Essa Convenção reconhece a existência de povos tribais cujas condições econômicas, culturais, sociais as diferenciem de outros segmentos da população nacional. Também são considerados povos indígenas que descendem dos habitantes de um espaço geográfico colonizado à época de conquista e colonização, que conservam suas instituições sociais, econômicas e culturais.

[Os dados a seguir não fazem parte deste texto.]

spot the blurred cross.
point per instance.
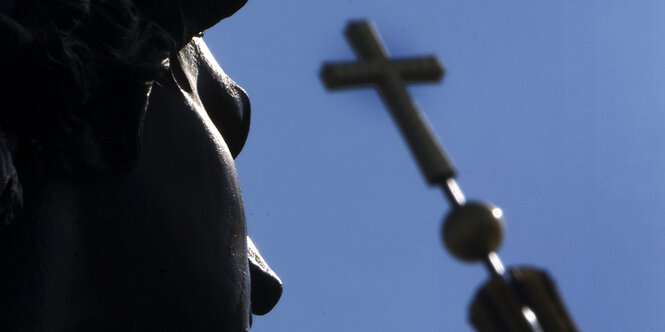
(390, 78)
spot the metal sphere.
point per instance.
(473, 230)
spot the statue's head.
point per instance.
(151, 241)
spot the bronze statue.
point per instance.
(120, 205)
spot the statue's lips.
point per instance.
(266, 287)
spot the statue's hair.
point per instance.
(81, 78)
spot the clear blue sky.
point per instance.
(552, 110)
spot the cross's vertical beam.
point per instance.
(389, 77)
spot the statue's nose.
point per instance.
(266, 285)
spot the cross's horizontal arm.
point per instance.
(351, 74)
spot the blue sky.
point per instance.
(553, 111)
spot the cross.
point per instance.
(390, 77)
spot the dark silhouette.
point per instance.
(119, 200)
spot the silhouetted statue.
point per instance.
(119, 201)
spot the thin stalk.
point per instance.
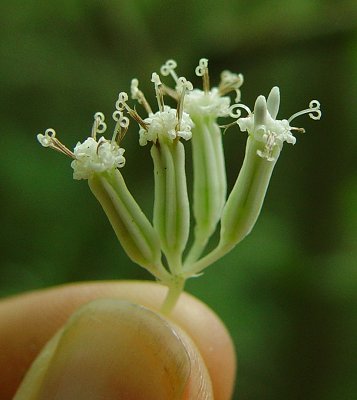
(175, 288)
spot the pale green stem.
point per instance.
(134, 231)
(171, 205)
(243, 205)
(209, 183)
(175, 288)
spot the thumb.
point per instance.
(113, 349)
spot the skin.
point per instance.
(202, 346)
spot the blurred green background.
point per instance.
(288, 292)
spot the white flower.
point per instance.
(265, 128)
(164, 124)
(93, 156)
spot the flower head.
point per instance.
(208, 101)
(92, 156)
(263, 126)
(164, 124)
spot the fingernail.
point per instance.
(111, 349)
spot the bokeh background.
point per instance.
(288, 292)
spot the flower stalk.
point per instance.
(160, 246)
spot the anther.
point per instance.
(182, 86)
(202, 70)
(169, 69)
(99, 126)
(137, 94)
(158, 89)
(121, 126)
(230, 82)
(313, 111)
(49, 140)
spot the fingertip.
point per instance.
(114, 349)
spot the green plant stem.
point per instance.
(175, 288)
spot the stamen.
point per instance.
(202, 70)
(234, 111)
(169, 69)
(49, 140)
(268, 148)
(121, 104)
(121, 126)
(159, 92)
(313, 111)
(137, 94)
(99, 126)
(182, 86)
(230, 82)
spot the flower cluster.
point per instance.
(159, 245)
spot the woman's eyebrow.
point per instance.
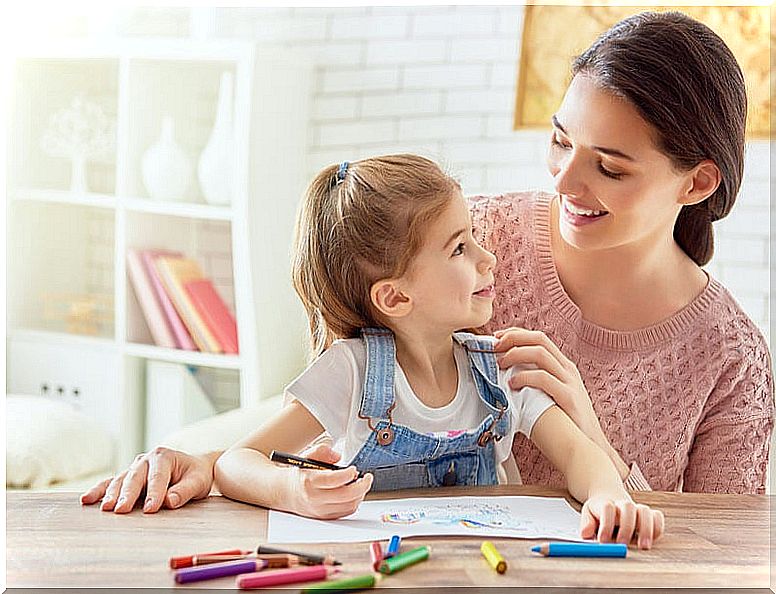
(601, 149)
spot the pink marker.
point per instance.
(216, 570)
(311, 573)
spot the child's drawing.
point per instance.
(476, 515)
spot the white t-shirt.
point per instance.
(331, 387)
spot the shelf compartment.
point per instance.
(60, 269)
(42, 88)
(147, 351)
(207, 241)
(185, 90)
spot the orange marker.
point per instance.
(188, 560)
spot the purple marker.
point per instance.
(216, 570)
(393, 547)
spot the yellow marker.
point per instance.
(494, 558)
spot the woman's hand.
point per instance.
(327, 494)
(602, 515)
(539, 363)
(169, 477)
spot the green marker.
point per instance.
(346, 584)
(403, 560)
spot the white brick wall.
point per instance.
(440, 81)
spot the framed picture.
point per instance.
(554, 35)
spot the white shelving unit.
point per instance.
(65, 248)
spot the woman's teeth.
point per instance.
(583, 212)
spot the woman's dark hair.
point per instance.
(686, 83)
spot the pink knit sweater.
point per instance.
(688, 401)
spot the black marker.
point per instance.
(306, 463)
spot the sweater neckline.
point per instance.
(598, 335)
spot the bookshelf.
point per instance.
(73, 318)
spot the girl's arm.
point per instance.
(592, 478)
(542, 365)
(244, 472)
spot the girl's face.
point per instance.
(616, 188)
(450, 281)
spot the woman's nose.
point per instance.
(567, 177)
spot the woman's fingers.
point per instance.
(646, 526)
(96, 492)
(160, 464)
(627, 522)
(112, 492)
(607, 521)
(588, 522)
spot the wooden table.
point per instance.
(52, 541)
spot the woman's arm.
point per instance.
(244, 472)
(592, 478)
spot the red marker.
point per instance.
(376, 550)
(310, 573)
(188, 560)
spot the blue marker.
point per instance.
(581, 549)
(393, 547)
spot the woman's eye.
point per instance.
(610, 174)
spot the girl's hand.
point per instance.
(601, 515)
(539, 363)
(327, 494)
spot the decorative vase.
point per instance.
(78, 183)
(165, 167)
(215, 162)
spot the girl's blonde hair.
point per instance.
(354, 232)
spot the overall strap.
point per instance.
(482, 360)
(377, 395)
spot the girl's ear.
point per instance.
(703, 182)
(389, 299)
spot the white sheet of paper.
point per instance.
(505, 516)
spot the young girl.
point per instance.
(389, 273)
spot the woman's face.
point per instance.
(616, 188)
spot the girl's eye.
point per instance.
(610, 174)
(557, 142)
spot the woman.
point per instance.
(651, 357)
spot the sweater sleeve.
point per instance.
(731, 445)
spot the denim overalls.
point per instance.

Dois importantes traços emergem desse instrumento internacional. Em um primeiro momento, vemos a presença do critério da auto-identificação. A Convenção adota como critério primordial para o reconhecimento da existência de um povo sua auto-identificação como singular perante outros segmentos populacionais. Deve-se ressaltar a importância da adoção desse critério, preceituado como vital para a Antropologia. Ademais, deve-se ressaltar a importância das consultas e participação livres adotada na Convenção n° 169. Esse traço marca a derrota do paternalismo existente na Convenção n° 107, corretamente criticado. Em um novo paradigma, não cabe ao segmento populacional dominante definir os temas de maior relevância para as comunidades indígenas e tribais. Essas, tratadas de forma equânime e tendo suas diferenças reconhecidas, possuem total capacidade e legitimidade para apresentarem quais são suas prioridades e interesses. Sob a faticidade, qualquer medida estatal que venha a influenciar as comunidades indígenas e tribais deve ser precedida de consultas amplas, livres e prévias, por meio das quais tais povos tenham participação na construção das citadas medidas.

De forma específica, trata o instrumento internacional aqui discutido da política geral; terras; contratação e condições de emprego; indústrias rurais; seguridade social e saúde; educação e meios de comunicação; contatos e cooperação através das fronteiras e administração. Apesar da importância de cada temática, trataremos da proteção territorial apresentada pelo instrumento internacional.

Em seus primeiros artigos relativos ao tema, a Convenção já demonstra as peculiaridades na relação terra e comunidades tradicionais. Apresenta que os governos deverão atentar para a especial importância que a terra possui para as comunidades. Ademais, insere-se no termo "terra" não só aquelas regiões habitadas pelos povos indígenas e tribais, mas a totalidade do habitat utilizada e necessária para a manutenção física, social, cultural e econômica da comunidade.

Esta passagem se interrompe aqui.